Looking up while walking down the street is great. There isn’t much else to say. Those skyscrapers are so tall. There is a certain empowerment that I can only feel in these moments. The effort to build something that a hundred years ago seemed impossible is not an achievement I can ignore. Just think about it! Taller than any structure ever conceived of by the great Roman engineers. An aesthetic that is both physically and intellectually overpowering, on a level greater than any of the master Renaissance painters have ever achieved. I’m filled with so much energy I feel as though I’ve grown to the size of these buildings, ready to live a life so massive that no barrier is enough to stop its flood of passion.
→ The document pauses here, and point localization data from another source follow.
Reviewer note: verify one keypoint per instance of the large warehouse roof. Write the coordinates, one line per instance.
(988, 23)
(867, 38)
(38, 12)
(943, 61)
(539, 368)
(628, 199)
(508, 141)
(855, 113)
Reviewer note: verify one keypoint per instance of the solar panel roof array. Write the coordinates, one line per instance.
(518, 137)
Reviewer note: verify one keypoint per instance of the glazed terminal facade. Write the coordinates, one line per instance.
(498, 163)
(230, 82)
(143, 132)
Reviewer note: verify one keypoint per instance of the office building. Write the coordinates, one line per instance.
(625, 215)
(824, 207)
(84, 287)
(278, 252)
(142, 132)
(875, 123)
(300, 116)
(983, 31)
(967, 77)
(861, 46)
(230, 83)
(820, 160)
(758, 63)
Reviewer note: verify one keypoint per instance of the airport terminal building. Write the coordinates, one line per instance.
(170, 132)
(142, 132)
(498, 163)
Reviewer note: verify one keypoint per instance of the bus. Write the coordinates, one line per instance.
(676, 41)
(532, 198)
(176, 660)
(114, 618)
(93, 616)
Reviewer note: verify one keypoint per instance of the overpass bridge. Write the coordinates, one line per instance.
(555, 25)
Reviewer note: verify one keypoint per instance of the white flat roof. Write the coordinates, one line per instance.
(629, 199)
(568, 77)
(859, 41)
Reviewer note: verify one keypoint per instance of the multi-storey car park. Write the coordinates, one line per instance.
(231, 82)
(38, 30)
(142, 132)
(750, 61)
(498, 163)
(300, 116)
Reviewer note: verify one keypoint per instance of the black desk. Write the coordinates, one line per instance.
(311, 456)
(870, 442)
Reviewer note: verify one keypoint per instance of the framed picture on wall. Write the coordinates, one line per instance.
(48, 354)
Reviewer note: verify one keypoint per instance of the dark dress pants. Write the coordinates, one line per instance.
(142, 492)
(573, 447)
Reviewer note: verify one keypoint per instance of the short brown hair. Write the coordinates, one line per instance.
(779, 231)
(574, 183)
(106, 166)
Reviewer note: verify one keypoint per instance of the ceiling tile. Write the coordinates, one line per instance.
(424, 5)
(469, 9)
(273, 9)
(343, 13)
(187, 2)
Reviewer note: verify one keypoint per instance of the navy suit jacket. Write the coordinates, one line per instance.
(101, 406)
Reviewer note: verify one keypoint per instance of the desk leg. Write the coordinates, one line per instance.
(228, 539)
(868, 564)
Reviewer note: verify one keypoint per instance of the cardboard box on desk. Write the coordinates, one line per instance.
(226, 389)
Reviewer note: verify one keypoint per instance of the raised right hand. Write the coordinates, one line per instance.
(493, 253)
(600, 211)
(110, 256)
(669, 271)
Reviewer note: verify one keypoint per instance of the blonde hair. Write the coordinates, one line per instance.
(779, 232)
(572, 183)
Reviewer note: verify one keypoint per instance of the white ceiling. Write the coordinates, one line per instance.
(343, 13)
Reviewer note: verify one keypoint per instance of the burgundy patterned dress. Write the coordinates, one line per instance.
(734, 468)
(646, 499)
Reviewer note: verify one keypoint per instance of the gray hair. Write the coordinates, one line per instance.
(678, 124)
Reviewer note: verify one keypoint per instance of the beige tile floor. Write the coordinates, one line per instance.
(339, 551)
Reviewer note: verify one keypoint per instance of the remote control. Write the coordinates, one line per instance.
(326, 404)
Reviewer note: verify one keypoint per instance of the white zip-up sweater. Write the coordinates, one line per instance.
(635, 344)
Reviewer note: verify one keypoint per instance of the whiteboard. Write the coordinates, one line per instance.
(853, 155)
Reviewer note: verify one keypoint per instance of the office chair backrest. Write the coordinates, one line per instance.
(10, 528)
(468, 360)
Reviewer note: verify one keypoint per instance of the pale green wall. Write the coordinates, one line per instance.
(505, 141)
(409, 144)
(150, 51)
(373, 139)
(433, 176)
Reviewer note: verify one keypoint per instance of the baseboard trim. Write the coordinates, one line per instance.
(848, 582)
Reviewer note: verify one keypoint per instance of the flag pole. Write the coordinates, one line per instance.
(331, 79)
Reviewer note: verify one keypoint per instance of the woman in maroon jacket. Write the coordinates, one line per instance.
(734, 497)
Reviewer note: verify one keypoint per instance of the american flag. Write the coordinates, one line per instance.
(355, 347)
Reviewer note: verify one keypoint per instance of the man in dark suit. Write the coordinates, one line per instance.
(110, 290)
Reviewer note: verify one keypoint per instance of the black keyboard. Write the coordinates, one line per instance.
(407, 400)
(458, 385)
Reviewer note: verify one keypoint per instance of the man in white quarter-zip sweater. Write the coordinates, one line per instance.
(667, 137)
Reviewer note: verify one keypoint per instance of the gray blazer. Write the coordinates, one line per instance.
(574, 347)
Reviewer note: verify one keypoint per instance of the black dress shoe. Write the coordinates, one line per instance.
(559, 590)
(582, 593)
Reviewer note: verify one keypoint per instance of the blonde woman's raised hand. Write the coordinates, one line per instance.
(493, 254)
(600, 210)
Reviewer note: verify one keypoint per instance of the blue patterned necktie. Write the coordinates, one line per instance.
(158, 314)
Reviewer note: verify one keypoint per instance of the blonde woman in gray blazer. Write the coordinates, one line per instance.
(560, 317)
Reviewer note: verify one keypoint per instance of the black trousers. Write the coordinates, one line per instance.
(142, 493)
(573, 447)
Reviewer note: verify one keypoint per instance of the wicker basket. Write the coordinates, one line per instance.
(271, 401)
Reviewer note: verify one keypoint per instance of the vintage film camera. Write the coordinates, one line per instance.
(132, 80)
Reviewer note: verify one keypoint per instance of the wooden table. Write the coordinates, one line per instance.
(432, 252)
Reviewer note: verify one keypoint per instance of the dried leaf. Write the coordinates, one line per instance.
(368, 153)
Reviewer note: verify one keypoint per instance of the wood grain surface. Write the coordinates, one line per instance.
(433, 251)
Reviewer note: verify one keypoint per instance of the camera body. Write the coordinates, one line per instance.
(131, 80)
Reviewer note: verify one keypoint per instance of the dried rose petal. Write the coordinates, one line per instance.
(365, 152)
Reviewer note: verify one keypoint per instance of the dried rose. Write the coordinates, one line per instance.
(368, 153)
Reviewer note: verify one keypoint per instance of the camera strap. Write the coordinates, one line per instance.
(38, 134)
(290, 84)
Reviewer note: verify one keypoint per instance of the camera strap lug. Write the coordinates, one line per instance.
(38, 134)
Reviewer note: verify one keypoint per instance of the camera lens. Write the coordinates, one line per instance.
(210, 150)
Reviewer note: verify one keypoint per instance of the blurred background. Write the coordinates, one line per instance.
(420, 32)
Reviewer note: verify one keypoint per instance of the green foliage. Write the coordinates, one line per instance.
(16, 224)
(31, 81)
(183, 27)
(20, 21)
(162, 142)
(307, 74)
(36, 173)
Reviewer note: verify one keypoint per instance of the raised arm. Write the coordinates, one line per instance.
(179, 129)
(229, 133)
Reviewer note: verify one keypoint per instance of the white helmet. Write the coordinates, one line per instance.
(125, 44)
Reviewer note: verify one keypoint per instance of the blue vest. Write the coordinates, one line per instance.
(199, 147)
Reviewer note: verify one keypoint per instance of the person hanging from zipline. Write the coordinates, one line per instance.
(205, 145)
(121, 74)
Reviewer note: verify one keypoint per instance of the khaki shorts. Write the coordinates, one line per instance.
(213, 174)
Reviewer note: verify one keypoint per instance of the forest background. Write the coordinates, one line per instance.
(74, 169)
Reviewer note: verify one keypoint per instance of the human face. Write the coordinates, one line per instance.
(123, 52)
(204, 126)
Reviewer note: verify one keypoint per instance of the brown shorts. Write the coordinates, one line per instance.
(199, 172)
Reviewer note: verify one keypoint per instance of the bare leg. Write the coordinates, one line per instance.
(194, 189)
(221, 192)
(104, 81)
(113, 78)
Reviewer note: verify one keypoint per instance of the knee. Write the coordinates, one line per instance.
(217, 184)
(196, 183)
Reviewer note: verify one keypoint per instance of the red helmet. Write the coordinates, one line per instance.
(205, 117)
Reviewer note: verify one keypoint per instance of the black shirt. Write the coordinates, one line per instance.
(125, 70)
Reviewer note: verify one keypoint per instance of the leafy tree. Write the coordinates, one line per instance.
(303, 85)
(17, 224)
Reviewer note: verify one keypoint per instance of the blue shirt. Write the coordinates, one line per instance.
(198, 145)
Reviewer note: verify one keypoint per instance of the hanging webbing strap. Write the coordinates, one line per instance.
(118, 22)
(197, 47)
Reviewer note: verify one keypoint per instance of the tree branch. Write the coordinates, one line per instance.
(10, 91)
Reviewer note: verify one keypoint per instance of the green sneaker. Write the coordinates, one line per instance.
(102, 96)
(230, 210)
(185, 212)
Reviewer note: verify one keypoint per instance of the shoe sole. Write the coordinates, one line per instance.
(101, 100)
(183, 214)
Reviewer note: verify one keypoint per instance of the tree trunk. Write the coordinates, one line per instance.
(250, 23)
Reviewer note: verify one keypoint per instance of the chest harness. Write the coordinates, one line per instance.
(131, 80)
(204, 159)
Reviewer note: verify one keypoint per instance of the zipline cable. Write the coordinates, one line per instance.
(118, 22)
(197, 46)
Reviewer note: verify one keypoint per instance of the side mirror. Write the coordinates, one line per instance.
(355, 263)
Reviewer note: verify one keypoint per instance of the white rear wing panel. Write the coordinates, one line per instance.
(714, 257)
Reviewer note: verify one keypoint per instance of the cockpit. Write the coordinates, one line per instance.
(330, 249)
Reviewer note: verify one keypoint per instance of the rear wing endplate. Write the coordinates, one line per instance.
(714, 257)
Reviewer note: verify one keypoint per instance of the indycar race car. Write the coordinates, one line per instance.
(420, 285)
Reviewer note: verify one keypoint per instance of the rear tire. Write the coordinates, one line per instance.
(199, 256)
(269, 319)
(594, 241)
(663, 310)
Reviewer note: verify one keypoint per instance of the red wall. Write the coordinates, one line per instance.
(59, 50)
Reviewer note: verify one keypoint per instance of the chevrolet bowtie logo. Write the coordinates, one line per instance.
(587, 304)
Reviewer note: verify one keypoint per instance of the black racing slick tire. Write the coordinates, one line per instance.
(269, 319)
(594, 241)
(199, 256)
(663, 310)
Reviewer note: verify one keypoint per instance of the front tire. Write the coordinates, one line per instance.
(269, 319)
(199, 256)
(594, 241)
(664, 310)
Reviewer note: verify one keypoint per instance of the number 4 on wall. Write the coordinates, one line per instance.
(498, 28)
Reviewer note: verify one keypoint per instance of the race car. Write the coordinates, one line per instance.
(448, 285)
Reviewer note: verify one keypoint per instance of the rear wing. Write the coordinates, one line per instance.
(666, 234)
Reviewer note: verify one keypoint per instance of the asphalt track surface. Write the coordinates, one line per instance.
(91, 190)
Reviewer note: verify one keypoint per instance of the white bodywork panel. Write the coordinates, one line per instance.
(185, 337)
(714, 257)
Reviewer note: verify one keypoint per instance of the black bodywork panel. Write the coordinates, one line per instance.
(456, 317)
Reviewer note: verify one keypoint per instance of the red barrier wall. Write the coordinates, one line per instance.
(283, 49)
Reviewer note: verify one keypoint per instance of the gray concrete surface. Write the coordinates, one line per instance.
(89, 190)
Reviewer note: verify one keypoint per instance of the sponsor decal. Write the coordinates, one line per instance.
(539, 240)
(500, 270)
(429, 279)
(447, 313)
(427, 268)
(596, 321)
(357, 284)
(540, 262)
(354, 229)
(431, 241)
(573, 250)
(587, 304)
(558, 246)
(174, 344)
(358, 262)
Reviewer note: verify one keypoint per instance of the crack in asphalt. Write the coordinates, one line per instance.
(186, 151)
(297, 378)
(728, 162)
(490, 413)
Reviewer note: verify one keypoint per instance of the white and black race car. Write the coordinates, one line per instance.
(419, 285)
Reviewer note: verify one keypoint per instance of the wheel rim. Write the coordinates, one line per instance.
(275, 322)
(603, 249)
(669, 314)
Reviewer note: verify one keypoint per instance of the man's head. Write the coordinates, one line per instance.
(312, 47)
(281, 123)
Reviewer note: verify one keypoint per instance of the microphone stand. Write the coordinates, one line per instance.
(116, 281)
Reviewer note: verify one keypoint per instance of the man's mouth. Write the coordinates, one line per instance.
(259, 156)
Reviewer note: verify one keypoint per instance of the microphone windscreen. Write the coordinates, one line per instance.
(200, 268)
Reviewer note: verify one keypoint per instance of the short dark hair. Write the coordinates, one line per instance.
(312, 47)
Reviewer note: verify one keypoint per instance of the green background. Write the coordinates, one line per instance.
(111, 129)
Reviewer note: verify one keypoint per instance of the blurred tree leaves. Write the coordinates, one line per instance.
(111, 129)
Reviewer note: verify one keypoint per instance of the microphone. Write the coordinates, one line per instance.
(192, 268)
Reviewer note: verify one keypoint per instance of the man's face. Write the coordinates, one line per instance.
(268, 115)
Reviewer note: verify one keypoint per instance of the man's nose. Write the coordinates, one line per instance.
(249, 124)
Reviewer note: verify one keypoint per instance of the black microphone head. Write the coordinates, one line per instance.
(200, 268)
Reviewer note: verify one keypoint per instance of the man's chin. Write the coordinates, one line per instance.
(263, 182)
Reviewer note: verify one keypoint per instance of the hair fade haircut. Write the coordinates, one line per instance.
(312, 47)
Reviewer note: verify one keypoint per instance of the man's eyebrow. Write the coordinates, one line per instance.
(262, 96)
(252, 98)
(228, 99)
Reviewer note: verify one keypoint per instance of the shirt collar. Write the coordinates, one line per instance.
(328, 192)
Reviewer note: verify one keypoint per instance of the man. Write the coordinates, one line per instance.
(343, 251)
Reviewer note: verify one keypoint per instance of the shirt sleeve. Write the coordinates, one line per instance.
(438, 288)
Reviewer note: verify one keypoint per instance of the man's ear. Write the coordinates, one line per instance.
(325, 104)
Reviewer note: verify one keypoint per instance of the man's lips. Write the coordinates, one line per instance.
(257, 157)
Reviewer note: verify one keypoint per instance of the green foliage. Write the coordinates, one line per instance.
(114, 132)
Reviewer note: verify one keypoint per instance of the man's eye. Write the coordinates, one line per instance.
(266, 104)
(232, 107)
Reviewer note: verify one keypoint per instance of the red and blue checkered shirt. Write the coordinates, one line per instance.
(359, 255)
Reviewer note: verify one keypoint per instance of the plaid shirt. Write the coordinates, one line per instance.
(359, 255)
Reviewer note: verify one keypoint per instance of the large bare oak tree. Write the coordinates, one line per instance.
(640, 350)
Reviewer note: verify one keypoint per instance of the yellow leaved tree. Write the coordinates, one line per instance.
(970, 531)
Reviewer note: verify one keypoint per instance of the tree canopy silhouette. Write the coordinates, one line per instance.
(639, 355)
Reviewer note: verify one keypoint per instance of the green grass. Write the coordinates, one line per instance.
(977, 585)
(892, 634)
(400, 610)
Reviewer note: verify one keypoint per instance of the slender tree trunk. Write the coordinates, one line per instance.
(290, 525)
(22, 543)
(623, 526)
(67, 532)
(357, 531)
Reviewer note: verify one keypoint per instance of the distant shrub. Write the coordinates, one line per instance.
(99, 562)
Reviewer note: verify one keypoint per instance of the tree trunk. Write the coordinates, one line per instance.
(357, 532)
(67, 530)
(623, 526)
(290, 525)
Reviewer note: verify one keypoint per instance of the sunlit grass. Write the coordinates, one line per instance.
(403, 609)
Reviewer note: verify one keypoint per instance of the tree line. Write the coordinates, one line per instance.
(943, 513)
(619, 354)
All I can think of is what can be achieved, what I can do next to get that much closer to my own success!
And then I look down. I shrink. I’m no larger than the people around me. Totally normal, totally boring. The buildings around confine me. Trap me. I cannot escape the normalcy. There are so many people stopping for their morning coffee and commenting on the sunny weather and how they really don’t want to go to the holiday party tomorrow. Certainly no mention of how they’re one step closer to reaching their dreams. If I even bother to ask a stranger “what is your passion today?” as casually as “how are you today?”, I’ll only be laughed at. It would be like I asked when their birthday is. After all, only an eccentric would try to find life. Better to be pragmatic and a little happy! When failure comes crashing down, it can only hurt, they say.
So I look up again. I’m living once more, no longer shrunk to the level of the passionless. Maybe one day I’ll walk right into someone else looking up. Then I will know that I have found a person who wants to live as much as I do.